High‐Temperature and High‐Voltage Gel Polymer Electrolytes for Lithium‐Metal Batteries: Integrating Hybrid Molecular Engineering and In Situ Polymerization Strategy

Abstract Gel polymer electrolytes (GPEs) have emerged as promising candidates for lithium metal batteries (LMBs), yet their practical implementation remains constrained by limitations in high‐temperature and high‐voltage stability. Herein, a high‐temperature and high‐voltage electrolyte (PTCEA‐GPE) is designed by in situ click polymerization of multifunctional molecular monomers in liquid electrolytes.

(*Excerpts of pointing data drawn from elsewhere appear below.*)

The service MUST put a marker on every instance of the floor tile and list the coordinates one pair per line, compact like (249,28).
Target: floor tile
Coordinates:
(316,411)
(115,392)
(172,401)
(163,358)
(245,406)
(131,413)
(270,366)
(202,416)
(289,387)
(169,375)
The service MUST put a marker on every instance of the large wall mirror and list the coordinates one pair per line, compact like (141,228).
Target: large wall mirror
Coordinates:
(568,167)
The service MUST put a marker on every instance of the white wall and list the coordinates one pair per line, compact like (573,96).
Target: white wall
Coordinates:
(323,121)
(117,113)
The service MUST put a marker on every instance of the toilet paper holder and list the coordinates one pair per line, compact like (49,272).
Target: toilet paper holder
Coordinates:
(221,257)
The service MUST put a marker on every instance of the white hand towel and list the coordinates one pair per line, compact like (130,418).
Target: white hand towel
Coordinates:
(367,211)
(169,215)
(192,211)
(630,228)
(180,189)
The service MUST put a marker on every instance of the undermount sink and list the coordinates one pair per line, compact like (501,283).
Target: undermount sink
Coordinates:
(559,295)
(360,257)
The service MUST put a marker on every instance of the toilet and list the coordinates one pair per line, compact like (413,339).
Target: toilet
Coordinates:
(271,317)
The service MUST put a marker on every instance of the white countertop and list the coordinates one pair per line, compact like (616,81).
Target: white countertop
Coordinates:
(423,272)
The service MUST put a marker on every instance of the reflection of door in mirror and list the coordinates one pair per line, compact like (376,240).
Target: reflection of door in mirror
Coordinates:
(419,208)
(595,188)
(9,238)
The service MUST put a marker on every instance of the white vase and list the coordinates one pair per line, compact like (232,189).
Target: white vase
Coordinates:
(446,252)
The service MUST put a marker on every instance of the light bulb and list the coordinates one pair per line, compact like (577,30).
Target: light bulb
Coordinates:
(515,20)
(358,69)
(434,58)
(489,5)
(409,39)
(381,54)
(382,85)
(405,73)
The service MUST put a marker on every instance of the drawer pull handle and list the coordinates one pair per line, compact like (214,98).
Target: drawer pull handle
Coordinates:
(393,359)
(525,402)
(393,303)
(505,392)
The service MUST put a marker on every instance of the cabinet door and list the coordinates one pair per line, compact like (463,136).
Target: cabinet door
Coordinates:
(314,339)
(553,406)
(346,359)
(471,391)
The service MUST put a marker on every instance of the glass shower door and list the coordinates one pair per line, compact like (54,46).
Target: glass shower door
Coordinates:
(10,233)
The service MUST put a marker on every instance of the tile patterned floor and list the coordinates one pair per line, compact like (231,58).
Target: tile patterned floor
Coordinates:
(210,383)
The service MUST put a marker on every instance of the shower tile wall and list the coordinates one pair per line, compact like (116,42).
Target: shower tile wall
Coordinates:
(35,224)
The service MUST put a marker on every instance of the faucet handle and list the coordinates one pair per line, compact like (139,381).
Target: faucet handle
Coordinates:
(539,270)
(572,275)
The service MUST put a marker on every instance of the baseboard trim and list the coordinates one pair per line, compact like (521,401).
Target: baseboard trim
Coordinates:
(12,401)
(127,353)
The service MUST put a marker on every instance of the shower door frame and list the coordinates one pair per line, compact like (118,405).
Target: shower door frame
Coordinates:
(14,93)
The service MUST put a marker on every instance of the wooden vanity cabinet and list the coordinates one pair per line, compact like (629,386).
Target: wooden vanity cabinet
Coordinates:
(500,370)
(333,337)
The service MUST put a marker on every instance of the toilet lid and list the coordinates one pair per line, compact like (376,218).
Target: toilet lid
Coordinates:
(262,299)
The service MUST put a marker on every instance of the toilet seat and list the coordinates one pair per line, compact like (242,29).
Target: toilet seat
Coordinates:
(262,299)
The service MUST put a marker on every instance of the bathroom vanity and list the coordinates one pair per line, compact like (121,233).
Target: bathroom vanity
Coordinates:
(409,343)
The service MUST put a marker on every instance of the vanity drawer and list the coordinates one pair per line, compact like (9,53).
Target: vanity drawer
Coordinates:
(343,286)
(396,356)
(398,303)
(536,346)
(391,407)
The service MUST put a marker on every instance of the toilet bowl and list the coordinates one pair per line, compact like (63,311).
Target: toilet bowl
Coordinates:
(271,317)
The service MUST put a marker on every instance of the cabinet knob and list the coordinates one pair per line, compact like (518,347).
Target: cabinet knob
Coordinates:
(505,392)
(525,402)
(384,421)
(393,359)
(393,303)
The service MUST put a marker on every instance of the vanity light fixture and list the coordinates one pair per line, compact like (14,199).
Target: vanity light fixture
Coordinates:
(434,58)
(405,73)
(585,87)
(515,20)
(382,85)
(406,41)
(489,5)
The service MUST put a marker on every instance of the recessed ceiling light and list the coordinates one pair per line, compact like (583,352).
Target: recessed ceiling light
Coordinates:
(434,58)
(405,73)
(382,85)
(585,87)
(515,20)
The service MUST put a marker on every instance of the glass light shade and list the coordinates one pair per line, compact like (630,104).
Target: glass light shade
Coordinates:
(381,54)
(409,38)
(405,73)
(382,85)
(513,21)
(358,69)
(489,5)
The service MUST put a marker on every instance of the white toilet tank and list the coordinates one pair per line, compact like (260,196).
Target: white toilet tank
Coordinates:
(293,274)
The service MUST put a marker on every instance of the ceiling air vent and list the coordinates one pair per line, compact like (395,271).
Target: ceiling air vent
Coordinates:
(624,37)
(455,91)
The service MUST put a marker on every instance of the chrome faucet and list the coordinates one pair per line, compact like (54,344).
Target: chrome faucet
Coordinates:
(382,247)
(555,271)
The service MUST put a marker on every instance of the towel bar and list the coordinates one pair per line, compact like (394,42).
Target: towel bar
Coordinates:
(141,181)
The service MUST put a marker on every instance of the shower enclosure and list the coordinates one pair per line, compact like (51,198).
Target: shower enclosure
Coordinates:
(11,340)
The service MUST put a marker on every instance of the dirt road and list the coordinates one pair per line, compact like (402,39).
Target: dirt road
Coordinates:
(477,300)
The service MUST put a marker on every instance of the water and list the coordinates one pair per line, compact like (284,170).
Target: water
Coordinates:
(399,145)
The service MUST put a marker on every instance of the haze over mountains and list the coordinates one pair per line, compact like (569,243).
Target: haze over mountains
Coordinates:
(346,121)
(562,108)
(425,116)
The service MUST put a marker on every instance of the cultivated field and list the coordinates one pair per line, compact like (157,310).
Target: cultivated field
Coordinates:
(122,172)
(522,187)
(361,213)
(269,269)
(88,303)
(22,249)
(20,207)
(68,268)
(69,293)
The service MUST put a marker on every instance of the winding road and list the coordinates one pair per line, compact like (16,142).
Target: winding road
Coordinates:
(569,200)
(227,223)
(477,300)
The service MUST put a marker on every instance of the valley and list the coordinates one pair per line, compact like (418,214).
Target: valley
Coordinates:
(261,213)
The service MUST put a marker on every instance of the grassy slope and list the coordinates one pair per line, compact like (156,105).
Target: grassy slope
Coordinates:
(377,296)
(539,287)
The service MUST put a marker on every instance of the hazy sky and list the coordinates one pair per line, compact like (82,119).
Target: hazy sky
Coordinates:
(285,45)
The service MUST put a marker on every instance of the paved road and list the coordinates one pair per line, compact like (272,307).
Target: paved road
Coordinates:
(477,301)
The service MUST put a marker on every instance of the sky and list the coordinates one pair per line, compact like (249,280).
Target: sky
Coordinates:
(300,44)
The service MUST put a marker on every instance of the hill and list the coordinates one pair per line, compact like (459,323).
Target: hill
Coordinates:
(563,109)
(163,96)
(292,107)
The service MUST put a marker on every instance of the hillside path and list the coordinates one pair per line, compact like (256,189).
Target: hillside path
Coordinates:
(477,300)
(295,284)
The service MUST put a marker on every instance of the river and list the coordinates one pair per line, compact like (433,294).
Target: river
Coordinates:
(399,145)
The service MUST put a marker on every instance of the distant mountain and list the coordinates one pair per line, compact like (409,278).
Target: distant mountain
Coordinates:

The PTCEA‐GPE has an extended electrochemical stability window of ≈5.6 V, a high lithium‐ion transference number (0.64), and excellent electrochemical stability. The Li|PTCEA‐GPE|LiFePO 4 batteries maintain capacity retention of 89.2% and 82.4% after 200 cycles at 120 and 150 °C, respectively. Even enabling the 4.5 V Li|PTCEA‐GPE|LiCoO 2 batteries to maintain almost constant capacity within 100 charge/discharge cycles. Moreover, 1‐Ah‐grade Li|PTCEA‐GPE|LiFePO 4 pouch batteries maintain capacity retention of 86.3% after 400 cycles, and they do not flame or explode in nail penetration tests. This work provides a good insight into the rational design of high‐temperature and high‐voltage GPEs for LMBs.